We match each dispute to the six digit Harmonized System (HS-06) codes impacted by the policy under dispute. The dispute settlement database developed by Horn and Mavroidis (2008) includes the HS codes associated with most of the disputes filed prior to 2006. We collect the HS codes associated with later cases from official government documents, including World Trade Organization dispute documents and domestic reports. In some cases, we translate verbal descriptions of the products in question into HS codes using the appropriate nomenclature. When disputes involve products at a more disaggregated level of trade than the HS-06 level, we report all HS-06 codes within the more aggregate product category. We include product codes associated with any case involving trade in products at the two-digit HS product level or higher levels of aggregation. When necessary, we adjust the HS codes to account for changes in the nomenclature that took place in 1996, 2002, and 2007 using the concordances developed by the United Nations Statistics Division.

We collect import data (both value and where available volume) from UN Comtrade via the World Bank’s World Integrated Trade Solutions (WITS) database.

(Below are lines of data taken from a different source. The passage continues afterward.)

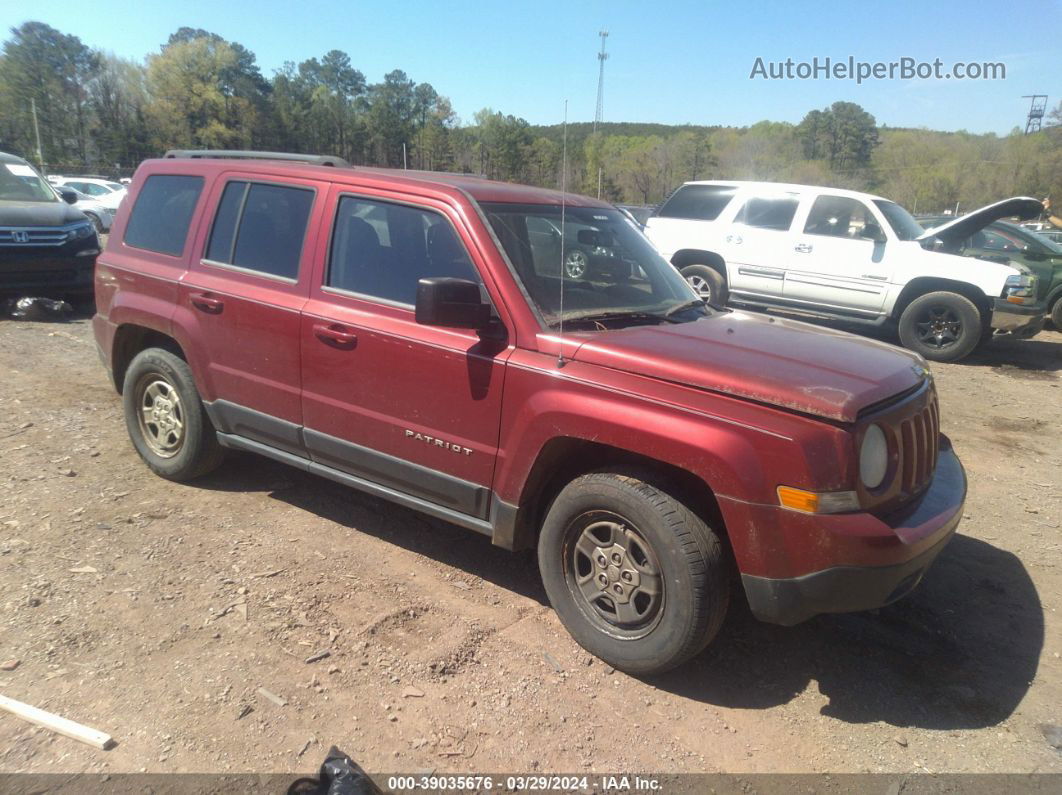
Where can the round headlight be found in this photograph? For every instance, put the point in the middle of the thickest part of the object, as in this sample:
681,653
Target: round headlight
873,458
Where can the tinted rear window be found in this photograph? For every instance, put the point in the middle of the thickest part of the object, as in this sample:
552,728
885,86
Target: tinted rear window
261,227
700,202
769,213
163,212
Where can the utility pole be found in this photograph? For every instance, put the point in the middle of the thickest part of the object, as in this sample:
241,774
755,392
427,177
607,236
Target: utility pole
36,133
602,56
1038,104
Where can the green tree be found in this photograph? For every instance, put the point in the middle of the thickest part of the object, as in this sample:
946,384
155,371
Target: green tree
190,106
391,118
843,135
53,70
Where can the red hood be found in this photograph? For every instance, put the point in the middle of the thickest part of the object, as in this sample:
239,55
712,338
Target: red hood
786,363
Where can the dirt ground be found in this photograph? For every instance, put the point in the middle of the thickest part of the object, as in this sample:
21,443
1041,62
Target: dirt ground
158,612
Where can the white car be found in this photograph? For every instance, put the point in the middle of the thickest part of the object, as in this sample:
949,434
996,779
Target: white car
106,192
846,256
101,215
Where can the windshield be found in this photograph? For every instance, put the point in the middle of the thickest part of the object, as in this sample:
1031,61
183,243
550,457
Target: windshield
610,270
20,183
901,221
1027,238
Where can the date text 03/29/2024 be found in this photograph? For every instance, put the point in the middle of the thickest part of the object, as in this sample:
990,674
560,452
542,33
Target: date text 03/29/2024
542,782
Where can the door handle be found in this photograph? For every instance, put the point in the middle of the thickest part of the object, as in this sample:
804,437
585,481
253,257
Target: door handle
207,303
335,335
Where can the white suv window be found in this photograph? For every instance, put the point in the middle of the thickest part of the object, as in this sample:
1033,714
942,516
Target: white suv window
840,217
775,212
698,202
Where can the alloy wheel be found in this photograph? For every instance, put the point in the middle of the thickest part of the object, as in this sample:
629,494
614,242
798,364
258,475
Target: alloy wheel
612,572
160,415
939,327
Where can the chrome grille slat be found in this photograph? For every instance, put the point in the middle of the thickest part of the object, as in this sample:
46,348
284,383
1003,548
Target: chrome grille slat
919,439
33,237
907,455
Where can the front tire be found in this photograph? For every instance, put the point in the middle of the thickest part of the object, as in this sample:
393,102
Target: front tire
635,576
166,419
941,326
708,283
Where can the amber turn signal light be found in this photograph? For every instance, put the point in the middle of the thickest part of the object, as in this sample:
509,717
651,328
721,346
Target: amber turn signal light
815,502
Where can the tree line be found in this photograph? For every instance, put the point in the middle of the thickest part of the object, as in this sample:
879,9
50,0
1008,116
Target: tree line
101,114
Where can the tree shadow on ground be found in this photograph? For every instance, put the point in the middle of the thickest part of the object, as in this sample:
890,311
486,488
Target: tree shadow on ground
960,652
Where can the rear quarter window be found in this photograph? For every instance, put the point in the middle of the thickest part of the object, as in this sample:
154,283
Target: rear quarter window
163,213
698,202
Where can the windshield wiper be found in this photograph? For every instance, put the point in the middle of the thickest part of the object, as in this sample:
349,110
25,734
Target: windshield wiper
616,315
691,304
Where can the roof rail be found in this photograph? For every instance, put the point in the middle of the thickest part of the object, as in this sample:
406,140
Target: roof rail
239,154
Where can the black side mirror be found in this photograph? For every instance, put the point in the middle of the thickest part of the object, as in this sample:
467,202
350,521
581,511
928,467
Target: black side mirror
442,300
875,232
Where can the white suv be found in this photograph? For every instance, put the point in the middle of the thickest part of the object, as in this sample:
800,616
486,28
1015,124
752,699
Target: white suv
848,256
105,191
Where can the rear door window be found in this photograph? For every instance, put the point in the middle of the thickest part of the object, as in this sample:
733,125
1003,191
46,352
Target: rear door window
699,202
840,217
381,249
163,212
260,227
773,213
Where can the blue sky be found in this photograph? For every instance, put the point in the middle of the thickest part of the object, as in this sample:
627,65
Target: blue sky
670,62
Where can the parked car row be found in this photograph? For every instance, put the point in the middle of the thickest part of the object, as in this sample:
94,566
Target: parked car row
848,256
1005,242
48,246
106,192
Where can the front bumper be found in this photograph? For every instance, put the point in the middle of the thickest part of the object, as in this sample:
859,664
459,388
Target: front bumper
1020,320
931,519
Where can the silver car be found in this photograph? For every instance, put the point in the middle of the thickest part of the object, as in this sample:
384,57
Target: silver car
101,215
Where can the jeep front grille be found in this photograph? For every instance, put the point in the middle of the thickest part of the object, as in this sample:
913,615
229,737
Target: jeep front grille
919,446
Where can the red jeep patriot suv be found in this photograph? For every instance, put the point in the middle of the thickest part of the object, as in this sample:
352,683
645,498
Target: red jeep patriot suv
422,338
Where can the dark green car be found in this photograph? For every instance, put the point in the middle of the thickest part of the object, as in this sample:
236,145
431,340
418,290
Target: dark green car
1001,241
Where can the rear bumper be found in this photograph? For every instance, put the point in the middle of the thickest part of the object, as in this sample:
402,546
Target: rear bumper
844,588
1016,318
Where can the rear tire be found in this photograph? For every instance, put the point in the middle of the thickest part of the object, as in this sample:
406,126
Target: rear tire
166,418
665,587
941,326
708,283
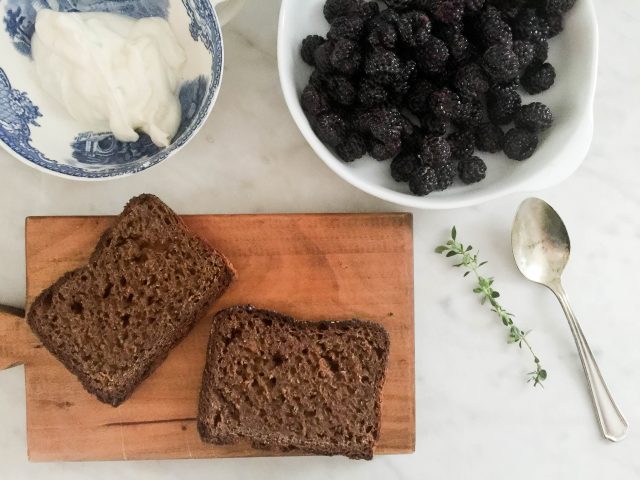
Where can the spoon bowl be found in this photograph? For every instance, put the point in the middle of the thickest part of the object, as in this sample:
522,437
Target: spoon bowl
541,249
540,241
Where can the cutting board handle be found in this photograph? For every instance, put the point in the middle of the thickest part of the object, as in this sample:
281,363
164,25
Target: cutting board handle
16,340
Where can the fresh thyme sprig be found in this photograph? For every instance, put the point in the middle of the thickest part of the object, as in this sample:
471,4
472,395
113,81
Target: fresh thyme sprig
469,261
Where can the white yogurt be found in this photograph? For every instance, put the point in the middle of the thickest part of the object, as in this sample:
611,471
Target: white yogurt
111,72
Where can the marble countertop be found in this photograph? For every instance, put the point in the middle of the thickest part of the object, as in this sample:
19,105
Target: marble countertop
476,416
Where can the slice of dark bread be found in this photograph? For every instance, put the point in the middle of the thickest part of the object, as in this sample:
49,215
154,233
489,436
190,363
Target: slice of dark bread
113,321
284,384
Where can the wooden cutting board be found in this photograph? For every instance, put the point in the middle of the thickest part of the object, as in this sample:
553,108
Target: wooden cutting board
310,266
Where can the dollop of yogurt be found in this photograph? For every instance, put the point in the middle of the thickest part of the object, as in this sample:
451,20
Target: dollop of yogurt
111,72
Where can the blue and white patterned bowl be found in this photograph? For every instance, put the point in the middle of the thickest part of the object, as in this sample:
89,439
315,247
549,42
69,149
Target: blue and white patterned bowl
37,130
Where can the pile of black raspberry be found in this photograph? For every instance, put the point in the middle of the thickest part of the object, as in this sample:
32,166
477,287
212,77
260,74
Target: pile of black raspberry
428,82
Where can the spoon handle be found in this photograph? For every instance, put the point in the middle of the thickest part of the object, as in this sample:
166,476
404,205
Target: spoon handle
612,423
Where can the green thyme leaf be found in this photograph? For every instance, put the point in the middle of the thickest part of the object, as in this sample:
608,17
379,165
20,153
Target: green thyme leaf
484,288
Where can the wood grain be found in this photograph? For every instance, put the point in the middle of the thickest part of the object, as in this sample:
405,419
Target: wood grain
313,267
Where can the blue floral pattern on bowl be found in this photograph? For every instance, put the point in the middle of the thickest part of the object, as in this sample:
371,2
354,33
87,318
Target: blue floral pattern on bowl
98,155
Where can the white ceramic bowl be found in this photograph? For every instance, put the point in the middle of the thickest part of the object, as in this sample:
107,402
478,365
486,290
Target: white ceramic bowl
574,54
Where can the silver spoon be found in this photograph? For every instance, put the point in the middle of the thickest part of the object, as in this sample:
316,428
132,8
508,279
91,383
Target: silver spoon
541,249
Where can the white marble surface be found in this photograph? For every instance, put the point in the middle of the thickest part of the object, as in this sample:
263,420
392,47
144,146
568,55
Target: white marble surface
476,417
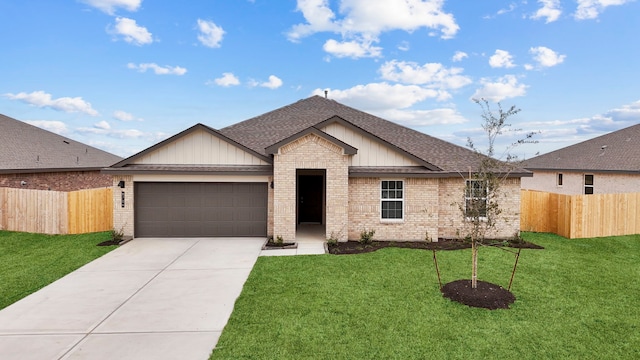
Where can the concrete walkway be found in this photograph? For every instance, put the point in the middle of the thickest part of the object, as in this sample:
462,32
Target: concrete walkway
148,299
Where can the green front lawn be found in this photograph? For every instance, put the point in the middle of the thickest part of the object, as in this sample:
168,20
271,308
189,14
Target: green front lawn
29,262
577,299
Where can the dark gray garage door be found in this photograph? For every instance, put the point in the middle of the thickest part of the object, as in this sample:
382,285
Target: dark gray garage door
200,209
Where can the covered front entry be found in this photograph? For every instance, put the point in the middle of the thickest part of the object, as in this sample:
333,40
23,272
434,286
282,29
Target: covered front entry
311,196
181,209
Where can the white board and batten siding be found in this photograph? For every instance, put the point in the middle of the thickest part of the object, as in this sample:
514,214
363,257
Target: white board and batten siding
370,152
200,148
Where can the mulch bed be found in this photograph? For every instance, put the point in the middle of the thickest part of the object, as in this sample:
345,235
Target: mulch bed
110,243
355,247
486,295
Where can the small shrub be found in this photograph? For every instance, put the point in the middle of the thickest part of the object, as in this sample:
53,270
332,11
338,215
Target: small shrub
516,239
427,238
117,234
366,236
333,239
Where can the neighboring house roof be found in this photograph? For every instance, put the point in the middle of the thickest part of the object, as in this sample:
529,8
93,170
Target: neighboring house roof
618,151
263,135
26,148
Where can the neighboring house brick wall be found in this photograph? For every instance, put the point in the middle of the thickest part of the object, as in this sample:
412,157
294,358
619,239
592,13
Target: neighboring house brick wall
573,182
310,152
420,210
451,219
57,181
123,216
270,208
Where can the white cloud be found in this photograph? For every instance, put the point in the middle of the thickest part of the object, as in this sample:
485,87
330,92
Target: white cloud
353,49
57,127
591,9
102,125
504,88
545,57
432,75
125,116
210,34
381,96
227,79
110,6
132,33
404,46
364,20
414,118
44,100
157,69
630,112
273,83
459,56
550,10
116,133
501,58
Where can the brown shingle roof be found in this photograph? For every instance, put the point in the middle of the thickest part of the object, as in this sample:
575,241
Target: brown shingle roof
262,131
617,151
25,147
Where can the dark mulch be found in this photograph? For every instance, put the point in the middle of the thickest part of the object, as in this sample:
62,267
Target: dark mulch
276,245
355,247
486,295
110,242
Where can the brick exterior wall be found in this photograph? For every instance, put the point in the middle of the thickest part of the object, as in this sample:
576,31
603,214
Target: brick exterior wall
270,208
57,181
310,152
573,182
430,210
451,222
420,210
123,216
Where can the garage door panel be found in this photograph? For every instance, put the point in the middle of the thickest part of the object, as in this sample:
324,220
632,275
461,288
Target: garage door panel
200,209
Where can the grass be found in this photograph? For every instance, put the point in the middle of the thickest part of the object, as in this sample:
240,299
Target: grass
28,262
576,299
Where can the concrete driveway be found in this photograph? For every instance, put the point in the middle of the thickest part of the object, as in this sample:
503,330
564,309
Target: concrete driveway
148,299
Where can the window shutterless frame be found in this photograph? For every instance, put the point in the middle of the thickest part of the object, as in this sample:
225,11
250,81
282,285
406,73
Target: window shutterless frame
475,199
392,200
588,184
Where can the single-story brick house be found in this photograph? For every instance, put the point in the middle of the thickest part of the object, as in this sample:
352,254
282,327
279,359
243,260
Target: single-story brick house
34,158
313,161
603,165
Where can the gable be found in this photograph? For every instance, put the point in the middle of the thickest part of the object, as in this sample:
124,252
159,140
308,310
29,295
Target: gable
199,147
371,152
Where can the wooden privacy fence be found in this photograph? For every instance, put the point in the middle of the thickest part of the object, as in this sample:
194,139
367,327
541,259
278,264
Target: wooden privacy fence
580,216
56,212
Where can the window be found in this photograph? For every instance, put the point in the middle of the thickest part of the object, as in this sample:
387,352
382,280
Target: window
475,199
588,184
392,199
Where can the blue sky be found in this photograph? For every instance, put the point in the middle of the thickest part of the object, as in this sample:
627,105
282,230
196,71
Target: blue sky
122,75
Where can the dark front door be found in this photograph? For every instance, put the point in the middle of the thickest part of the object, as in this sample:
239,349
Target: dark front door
310,198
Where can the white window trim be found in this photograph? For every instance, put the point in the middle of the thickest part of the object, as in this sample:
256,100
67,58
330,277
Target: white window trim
585,186
486,199
404,192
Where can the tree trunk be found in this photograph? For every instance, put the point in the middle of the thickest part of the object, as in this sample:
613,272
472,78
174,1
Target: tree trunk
474,262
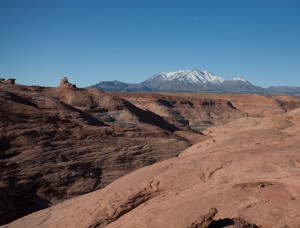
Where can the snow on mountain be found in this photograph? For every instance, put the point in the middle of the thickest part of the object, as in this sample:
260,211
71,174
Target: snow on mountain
190,76
239,79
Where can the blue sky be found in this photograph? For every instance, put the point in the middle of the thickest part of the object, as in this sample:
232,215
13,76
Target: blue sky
130,40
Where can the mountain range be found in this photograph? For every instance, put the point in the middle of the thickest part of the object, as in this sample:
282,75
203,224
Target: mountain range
194,81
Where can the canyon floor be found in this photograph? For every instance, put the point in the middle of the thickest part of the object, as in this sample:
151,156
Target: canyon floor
86,158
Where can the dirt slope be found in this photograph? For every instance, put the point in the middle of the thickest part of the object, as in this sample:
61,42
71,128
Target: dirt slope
57,143
249,172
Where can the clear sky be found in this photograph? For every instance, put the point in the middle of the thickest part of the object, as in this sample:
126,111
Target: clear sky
130,40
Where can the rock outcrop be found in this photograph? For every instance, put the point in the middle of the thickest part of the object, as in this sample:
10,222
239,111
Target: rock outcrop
249,171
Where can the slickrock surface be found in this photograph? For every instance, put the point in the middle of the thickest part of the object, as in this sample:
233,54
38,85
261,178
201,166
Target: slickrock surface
249,171
57,143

Trade values are converted to real imports (2005, constant US dollars) using the IMF’s World Import Deflator.Footnote 29

We aggregate the trade data of the countries of the European Union into a single entity; for each dispute the European Union is defined by the countries who were members during the year that the alleged violation occurred, or during the year that the dispute was initiated in those disputes targeting failures to implement Uruguay Round concessions or accession agreements.Footnote 30

Trade volumes and unit values

We utilize trade volumes (measured in kilograms) and unit values in our analysis only when we observe volume data for at least 80% of the HS-06 codes associated with the dispute. We calculate unit values in the dispute as the volume weighted average of unit values (the observed ratio of the real import value to the volumes reported in the Comtrade database) across HS-06 codes associated with the dispute. Based on these definitions, volume and unit value data are missing for slightly over 17% of our sample of 308 disputes.

Policy data

We collect data on whether the dispute is associated with a policy change (and the date of the alleged violation) using WTO dispute settlement documents and other official government documents referring to policy changes, as well as the World Bank’s Temporary Trade Barriers Database (Bown 2013). Disputes that involve regulations that had been implemented prior to 1988, or were associated with a failure to implement concessions made either during the Uruguay Round Agreement or accession negotiations were classified as involving “no policy change.”

Definition of ‘global’ versus ‘partial’ policies

Constructed by the authors based on the nature of the allegations involved in the dispute. All disputes that were associated with policy changes that had a differential effect on the respondent’s trading partners were classified as a partial policy.

Definition of low-income versus high-income

High-income countries are those the World Bank defined as high-income as of 2012, while low-income countries are all others.